Published: 21 Oct 2013 - 12:17 am | Last Updated: 29 Jan 2022 - 03:47 pm

TUNIS: Tunisia’s Prime Minister Ali Larayedh said Islamist militants are exploiting anarchy in neighbouring Libya to get training and smuggle weapons across North Africa’s porous borders.

His coalition government is grappling with an Islamist militant group known as Ansar Al Sharia, which is one of the most radical to emerge since Tunisia’s 2011 uprising against autocratic President Zine Al Abidine Ben Ali.

Security is a sensitive matter for Larayedh’s ruling moderate Islamist party, Ennahda, which has agreed to step down in three weeks to end months of unrest set off by the assassination of two secular leaders by Islamist militants.

As well as Ansar Al Sharia, North Africa is home to Al Qaeda in the Islamic Maghreb and other Islamist militants such as those led by veteran commander Mokhtar Belmokhtar, who claimed responsibility for the attack on Algeria’s Amenas gas plant in January, in which nearly 40 foreign workers were killed.

France’s military campaign to oust Al Qaeda-linked Islamist fighters from Mali this year prompted some to enter southern Libya, where the government in Tripoli exerts scant control.

“There is a relation between leaders of Ansar Al Sharia, Al Qaeda in the Islamic Maghreb and Ansar Al Sharia in Libya. We are coordinating with our neighbours over that,” Larayedh, who was interior minister before becoming premier, said.

“Extremists in Tunisia have profited from the situation in Libya and they get their weapons from Libya. They have benefited and they have gotten training in Libya.” 

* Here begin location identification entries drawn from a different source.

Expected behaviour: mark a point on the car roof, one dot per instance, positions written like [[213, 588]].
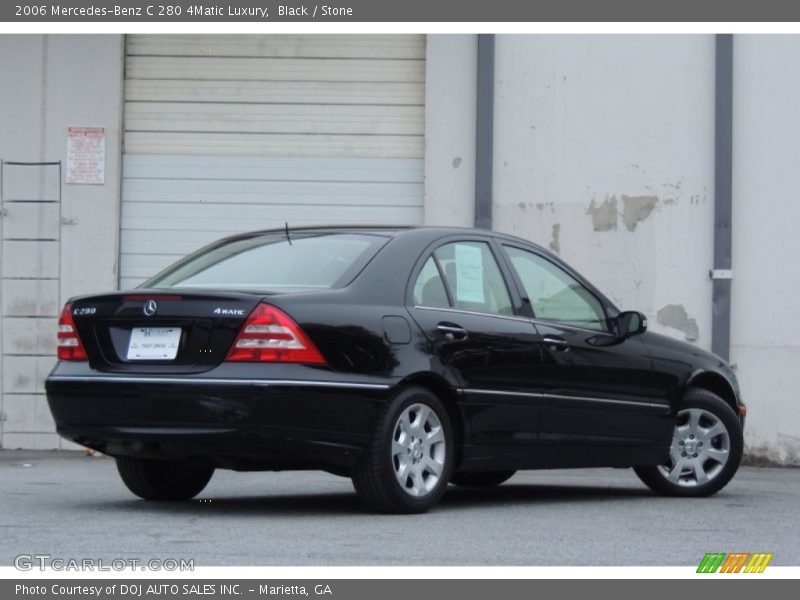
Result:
[[431, 231]]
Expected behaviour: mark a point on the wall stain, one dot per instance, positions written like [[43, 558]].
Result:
[[555, 244], [636, 209], [604, 216], [675, 316]]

Larayedh, who spent more than a decade in prison for being a member of a banned Islamist party before the uprising, was speaking shortly after Tunisian forces killed 10 members of Ansar Al Sharia near Goubellat close to the Algerian border.

Tunisian authorities said gunmen had attacked two police patrols in the north of the country and had been planning assaults on security force buildings and the military.

It was the worst violence in Tunisia since Larayedh’s government declared Ansar Al Sharia a terrorist organisation.